The Vancouver Sun’s Gordon Hoekstra found a 2010 report on the tailings impoundment that is particularly troubling. The report noted a number of important failings of Imperial’s management at Mount Polley including:

  • Not reporting a “tension crack” in the tailings dam to the design engineers.
  • Not constructing the impoundment to specifications advised by the engineers
  • Failing to deposit the tailings in such a way that would create a “tailings beach” around the perimeter as a buffer between the pooled water and the impoundment walls.
  • Not conducting the weekly inspections of drainage systems in the impoundment as  committed to in their own Operations, Maintenance and Surveillance Manual.
  • 40% of peizometers (small wells used to measure water level and pressure in the impoundment) were not operational, despite advice from 2006 to ensure a full compliment of working equipment.

After the 2010 report came to light Imperial issued a response noting that it had addressed many of these issues. What it doesn’t explain is why it operated in this way for a number of years prior to addressing them.

In 2011, the same engineering firm that wrote the previously mentioned report wrote a letter to the company and the BC government stating that: “The embankments and the overall tailings impoundment are getting large and it is extremely important that they be monitored, constructed and operated properly to prevent problems in the future”. Despite the increase in the size of the impoundment --and this warning-- the facility was not inspected by BC in 2010 or 2011.

The “soft on corporations” approach seen at Mount Polley is, unfortunately, not unique in BC. For years regulators have been aware of damaging selenium discharges at Teck’s Elk Valley coal operations. While management plans are discussed and measures to deal with the pollution are examined, the company continues to propose and receive permits to greatly expand its operations.
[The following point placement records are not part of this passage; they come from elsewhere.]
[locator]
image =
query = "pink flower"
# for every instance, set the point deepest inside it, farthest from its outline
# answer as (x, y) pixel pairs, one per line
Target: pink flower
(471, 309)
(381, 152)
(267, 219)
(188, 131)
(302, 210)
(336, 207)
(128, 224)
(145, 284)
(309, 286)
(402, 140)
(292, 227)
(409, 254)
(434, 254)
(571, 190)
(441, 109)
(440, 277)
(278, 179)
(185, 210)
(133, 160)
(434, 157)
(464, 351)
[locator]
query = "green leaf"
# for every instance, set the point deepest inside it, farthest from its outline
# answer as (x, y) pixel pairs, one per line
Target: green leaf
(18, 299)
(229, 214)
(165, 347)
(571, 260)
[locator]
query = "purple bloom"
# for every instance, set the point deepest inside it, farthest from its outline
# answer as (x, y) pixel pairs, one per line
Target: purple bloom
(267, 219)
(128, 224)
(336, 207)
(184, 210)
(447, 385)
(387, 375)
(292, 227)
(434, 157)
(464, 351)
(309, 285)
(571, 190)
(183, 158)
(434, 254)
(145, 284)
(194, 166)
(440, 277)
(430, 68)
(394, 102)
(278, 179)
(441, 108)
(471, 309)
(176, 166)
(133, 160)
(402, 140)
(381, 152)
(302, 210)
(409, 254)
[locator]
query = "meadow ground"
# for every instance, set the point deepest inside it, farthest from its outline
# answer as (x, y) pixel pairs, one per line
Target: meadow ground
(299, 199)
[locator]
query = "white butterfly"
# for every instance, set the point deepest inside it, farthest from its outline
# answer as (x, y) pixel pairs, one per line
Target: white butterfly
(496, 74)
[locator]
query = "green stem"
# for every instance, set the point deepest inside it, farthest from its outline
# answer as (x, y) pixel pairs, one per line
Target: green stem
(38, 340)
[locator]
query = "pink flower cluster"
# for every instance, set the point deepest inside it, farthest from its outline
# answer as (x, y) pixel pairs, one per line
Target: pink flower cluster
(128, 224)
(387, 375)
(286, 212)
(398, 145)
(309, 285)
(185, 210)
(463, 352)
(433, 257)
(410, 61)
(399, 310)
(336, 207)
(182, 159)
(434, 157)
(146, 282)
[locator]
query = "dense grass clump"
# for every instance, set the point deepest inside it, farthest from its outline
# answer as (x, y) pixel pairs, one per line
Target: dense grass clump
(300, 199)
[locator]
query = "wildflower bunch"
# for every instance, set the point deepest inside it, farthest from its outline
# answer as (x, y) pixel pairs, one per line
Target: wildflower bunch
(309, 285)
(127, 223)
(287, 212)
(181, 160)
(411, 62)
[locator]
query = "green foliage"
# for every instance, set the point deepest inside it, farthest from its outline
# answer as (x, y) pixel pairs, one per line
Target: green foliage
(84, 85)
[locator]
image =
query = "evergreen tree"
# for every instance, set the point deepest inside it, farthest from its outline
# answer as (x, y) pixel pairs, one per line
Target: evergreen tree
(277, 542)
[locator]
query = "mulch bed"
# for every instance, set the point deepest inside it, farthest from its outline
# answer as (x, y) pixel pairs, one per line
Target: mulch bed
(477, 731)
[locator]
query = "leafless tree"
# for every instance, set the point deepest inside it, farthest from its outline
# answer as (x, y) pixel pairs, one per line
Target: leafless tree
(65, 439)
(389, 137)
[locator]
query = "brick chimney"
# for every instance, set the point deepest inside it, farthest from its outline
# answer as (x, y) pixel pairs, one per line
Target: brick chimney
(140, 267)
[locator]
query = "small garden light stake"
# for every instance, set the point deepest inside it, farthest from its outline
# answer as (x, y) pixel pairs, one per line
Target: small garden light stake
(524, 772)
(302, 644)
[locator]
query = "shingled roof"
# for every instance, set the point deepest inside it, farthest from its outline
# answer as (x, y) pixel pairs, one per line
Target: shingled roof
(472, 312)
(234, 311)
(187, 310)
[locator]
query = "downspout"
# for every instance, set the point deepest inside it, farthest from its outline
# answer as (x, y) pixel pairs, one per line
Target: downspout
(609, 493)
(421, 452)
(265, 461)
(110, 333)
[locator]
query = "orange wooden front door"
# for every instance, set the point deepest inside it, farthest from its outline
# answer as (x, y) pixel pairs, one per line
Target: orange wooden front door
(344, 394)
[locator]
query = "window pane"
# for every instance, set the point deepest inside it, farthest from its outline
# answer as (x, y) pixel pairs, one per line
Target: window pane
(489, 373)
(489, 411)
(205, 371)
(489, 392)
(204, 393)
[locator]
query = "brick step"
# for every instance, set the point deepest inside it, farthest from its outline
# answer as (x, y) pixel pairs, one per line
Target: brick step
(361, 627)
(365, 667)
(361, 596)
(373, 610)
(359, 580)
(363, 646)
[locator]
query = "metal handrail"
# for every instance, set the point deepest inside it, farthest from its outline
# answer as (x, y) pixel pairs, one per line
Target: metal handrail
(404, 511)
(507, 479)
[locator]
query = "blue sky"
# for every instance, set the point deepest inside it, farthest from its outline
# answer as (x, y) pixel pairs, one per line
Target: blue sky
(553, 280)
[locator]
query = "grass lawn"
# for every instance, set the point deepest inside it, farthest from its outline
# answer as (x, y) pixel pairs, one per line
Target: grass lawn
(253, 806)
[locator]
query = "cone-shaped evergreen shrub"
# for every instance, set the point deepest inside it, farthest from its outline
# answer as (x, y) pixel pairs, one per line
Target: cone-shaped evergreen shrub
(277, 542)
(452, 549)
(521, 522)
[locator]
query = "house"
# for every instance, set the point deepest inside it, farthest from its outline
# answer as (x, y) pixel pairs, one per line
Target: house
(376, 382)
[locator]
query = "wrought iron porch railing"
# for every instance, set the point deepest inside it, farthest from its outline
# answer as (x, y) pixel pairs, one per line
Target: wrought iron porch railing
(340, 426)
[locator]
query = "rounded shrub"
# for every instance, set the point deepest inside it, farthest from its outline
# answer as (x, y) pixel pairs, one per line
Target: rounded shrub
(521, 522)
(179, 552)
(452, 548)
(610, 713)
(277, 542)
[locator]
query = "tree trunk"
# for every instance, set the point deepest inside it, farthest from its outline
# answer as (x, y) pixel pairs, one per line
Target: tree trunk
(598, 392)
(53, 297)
Responses to the Mount Polley disaster from First Nations, NGOs, and the public have appropriately included calls for increased inspections and improved regulations. While these are certainly necessary, to be effective they must also be accompanied by a change in the culture of how our governments deal with compliance and enforcement issues. Greater whistle-blower protection is also critical. The Mount Polley case shows us that technical advice from engineers, operational commitments, and even warnings and advisories from regulators are not sufficient for companies to implement changes in a timely way. Corporations must face much stronger financial penalties, and we need governments that are willing to impose them and that recognise we cannot be “open for business” at any cost.